Lexington, KY-University Press of Kentucky author Helen Matthews Lewis has been named as the recipient of the 2012 Appalachian Writers Association's Book of the Year Award for Nonfiction for her book Helen Matthews Lewis: Living Social Justice in Appalachia. The Appalachian Writers Association's mission is to promote and recognize writing about the Appalachian Region which includes those eastern mountains and foothills ranging from Alabama to Maine. The AWA aims to promote writers living in or having lived in the Appalachian Region and those who have significant Appalachian connections through heritage or scholarship. Each year they present the Appalachian Book of the Year Awards in recognition of superior and significant writing. The award was presented at an award banquet at East Tennessee State University on Friday, October 18.
A prominent author, political activist, and community leader, Lewis has spent much of her life promoting Appalachian studies and social justice. Her work as an author has been extensive-including ten monographs and almost fifty book chapters, articles, and reports-and her accomplishments as a social justice advocate have had a tremendous effect on bringing broad attention to the region. Through her efforts, a vast body of scholarly material on the region has been produced during her lifetime. A fitting addition to that body of work is Helen Matthews Lewis: Living Social Justice in Appalachia. Editors Patricia Beavers and Judith Jennings have gathered Lewis's most prominent writings in order to highlight the contributions she has made to the field of Appalachian studies. The book offers a complete observation of social movements in Appalachia through the eyes of one of the region's most prominent scholars and serves as a signpost to the progress made in the region.

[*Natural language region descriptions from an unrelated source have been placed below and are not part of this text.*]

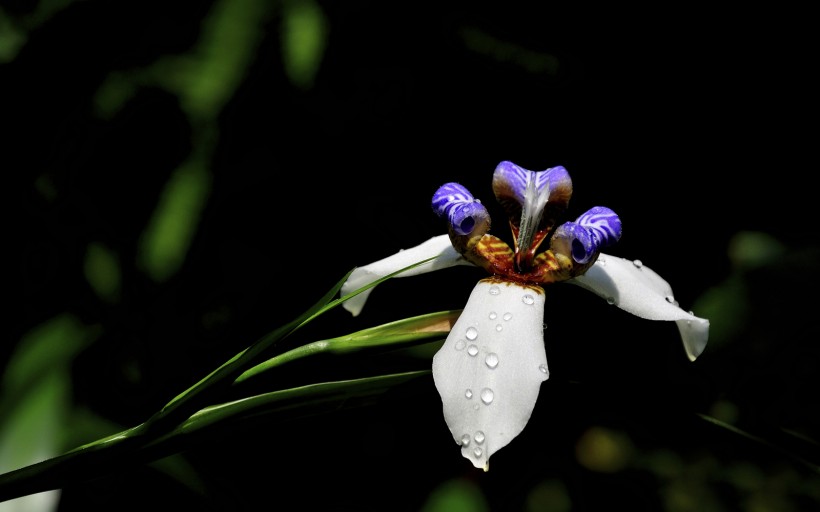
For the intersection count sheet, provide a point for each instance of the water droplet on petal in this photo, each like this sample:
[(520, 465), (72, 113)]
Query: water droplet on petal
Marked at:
[(487, 396)]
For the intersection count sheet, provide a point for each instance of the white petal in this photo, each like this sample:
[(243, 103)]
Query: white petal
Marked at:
[(490, 368), (439, 246), (637, 289)]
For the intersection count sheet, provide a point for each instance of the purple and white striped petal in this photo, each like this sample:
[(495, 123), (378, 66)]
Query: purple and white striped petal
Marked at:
[(603, 224), (461, 209), (572, 239), (510, 185), (490, 369)]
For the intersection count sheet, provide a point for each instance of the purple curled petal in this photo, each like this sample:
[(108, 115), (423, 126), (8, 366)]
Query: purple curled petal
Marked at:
[(462, 210), (464, 217), (449, 195), (582, 244), (603, 224)]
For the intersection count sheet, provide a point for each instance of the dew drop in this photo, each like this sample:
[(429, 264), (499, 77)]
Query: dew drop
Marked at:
[(487, 396)]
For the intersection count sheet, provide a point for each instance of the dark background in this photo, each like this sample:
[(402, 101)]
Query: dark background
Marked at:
[(692, 124)]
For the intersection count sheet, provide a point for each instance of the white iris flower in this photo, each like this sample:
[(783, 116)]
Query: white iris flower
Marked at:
[(490, 369)]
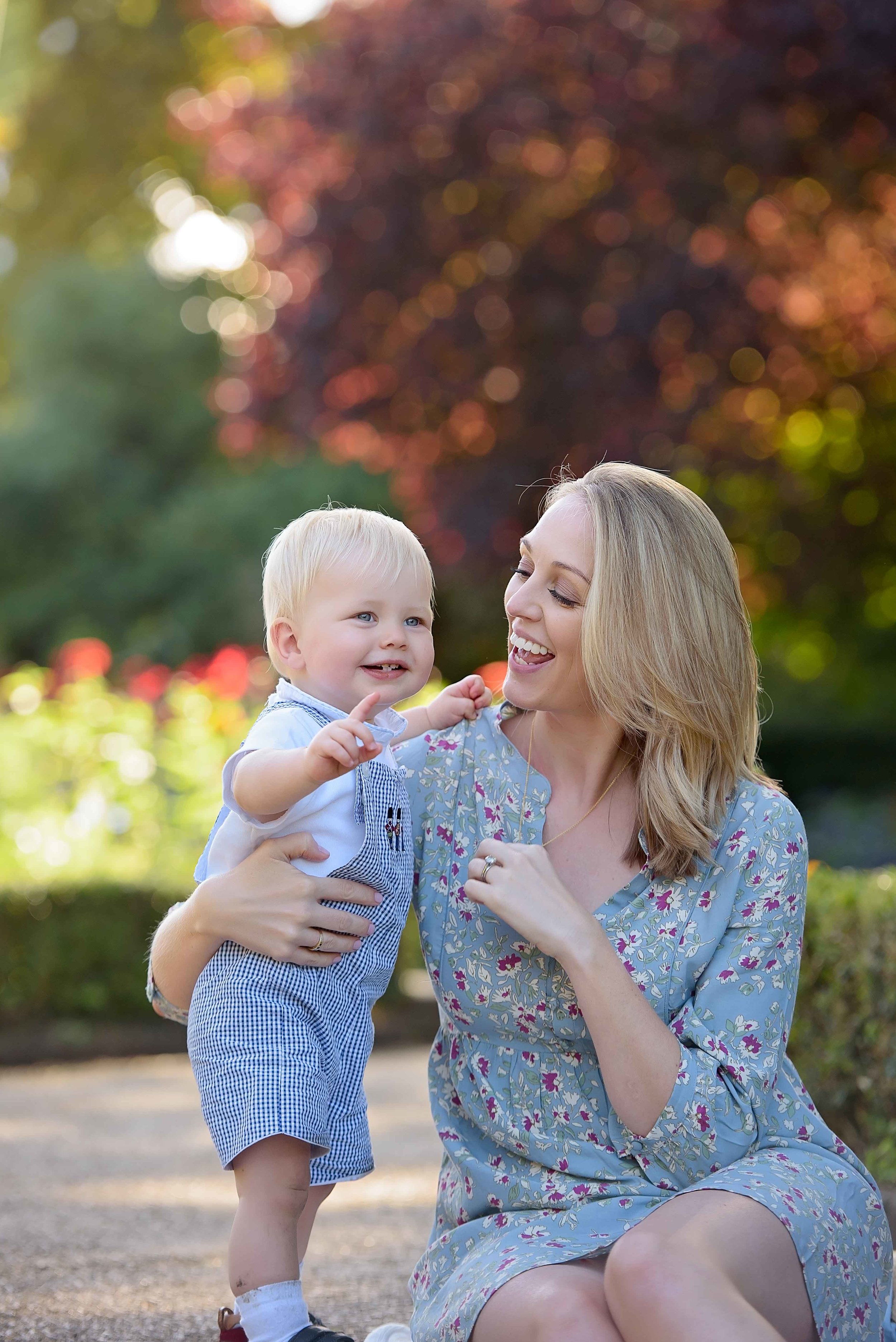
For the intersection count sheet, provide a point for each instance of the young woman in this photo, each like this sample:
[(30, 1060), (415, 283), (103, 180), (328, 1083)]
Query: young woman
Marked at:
[(611, 900)]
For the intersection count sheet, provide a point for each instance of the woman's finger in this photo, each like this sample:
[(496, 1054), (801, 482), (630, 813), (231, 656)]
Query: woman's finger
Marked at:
[(478, 869), (493, 849), (337, 890)]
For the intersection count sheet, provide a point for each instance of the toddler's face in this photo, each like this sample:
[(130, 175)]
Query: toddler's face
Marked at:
[(359, 634)]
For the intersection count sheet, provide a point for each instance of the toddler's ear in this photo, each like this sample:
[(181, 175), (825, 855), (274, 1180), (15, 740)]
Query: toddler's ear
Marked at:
[(282, 641)]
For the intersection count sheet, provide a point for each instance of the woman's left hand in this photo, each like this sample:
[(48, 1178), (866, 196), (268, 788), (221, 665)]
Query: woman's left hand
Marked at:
[(524, 889)]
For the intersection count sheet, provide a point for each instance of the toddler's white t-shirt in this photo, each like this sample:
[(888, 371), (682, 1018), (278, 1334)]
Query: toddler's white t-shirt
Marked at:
[(328, 814)]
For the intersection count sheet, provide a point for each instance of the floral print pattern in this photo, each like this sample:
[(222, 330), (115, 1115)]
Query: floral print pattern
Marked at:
[(537, 1165)]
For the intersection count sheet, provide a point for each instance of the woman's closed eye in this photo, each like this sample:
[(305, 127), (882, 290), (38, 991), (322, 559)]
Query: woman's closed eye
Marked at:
[(558, 596)]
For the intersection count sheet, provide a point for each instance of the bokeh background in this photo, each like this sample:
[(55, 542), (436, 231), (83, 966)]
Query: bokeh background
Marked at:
[(416, 255)]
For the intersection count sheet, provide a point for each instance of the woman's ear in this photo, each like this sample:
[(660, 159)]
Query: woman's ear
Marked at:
[(283, 641)]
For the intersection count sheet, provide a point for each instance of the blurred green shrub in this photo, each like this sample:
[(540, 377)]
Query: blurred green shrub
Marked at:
[(80, 952), (76, 953), (844, 1035), (100, 787)]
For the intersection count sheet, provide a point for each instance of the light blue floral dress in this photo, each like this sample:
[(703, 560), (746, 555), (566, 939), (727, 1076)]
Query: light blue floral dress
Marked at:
[(537, 1165)]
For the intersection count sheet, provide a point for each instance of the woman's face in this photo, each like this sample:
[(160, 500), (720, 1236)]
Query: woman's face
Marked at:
[(545, 600)]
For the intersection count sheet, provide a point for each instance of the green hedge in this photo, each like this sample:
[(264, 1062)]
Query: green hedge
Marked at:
[(844, 1034), (80, 953)]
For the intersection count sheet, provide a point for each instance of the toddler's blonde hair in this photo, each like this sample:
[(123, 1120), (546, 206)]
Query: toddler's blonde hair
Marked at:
[(668, 654), (328, 536)]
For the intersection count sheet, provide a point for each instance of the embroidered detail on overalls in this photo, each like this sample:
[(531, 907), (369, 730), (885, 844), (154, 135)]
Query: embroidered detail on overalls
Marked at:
[(395, 834)]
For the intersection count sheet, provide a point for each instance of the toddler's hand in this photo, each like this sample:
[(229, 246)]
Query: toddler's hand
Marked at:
[(343, 745), (459, 701)]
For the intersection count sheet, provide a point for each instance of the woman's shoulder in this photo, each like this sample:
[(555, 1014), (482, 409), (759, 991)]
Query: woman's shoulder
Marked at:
[(442, 751), (760, 818), (439, 760)]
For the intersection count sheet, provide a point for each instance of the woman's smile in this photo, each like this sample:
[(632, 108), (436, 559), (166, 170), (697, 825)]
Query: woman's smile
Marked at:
[(526, 654)]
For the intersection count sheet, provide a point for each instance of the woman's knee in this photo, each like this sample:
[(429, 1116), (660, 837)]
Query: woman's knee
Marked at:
[(538, 1306), (648, 1267)]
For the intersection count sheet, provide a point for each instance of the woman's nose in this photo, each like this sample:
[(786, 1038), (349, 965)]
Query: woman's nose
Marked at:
[(522, 603)]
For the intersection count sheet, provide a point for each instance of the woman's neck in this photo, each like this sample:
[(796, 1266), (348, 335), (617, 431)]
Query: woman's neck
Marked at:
[(578, 751)]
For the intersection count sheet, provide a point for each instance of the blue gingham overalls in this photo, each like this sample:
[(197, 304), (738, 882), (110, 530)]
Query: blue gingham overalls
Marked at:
[(282, 1049)]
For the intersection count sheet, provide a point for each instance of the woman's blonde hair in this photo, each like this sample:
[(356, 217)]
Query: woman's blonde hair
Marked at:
[(316, 541), (667, 654)]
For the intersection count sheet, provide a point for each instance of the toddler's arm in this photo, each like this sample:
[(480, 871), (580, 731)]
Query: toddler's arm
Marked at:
[(462, 700), (267, 783)]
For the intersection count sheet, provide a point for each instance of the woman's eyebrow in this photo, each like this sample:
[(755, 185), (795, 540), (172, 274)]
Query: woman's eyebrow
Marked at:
[(558, 564)]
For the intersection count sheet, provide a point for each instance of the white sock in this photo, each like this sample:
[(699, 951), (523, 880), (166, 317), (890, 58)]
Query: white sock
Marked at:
[(273, 1313)]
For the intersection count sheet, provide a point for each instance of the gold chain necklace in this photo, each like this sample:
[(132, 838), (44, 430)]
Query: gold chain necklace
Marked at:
[(522, 806)]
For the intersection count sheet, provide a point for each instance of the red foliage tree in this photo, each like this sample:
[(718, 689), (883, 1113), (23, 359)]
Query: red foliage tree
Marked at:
[(517, 234)]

Helen Matthews Lewis has served as the director of the Berea College Appalachian Center, Appalshop's Appalachian History Film Project, and the Highlander Research and Education Center. She is coauthor of Mountain Sisters: From Convent to Community in Appalachia andColonialism in Modern America: The Appalachian Case.
Patricia D. Beaver, director of the Center for Appalachian Studies and professor of anthropology at Appalachian State University, is coeditor of Tales from Sacred Wind: Coming of Age in Appalachia.
Judith Jennings, executive director of the Kentucky Foundation for Women, is the author of Gender, Religion, and Radicalism in the Long Eighteenth Century: The "Ingenious Quaker" and Her Connections.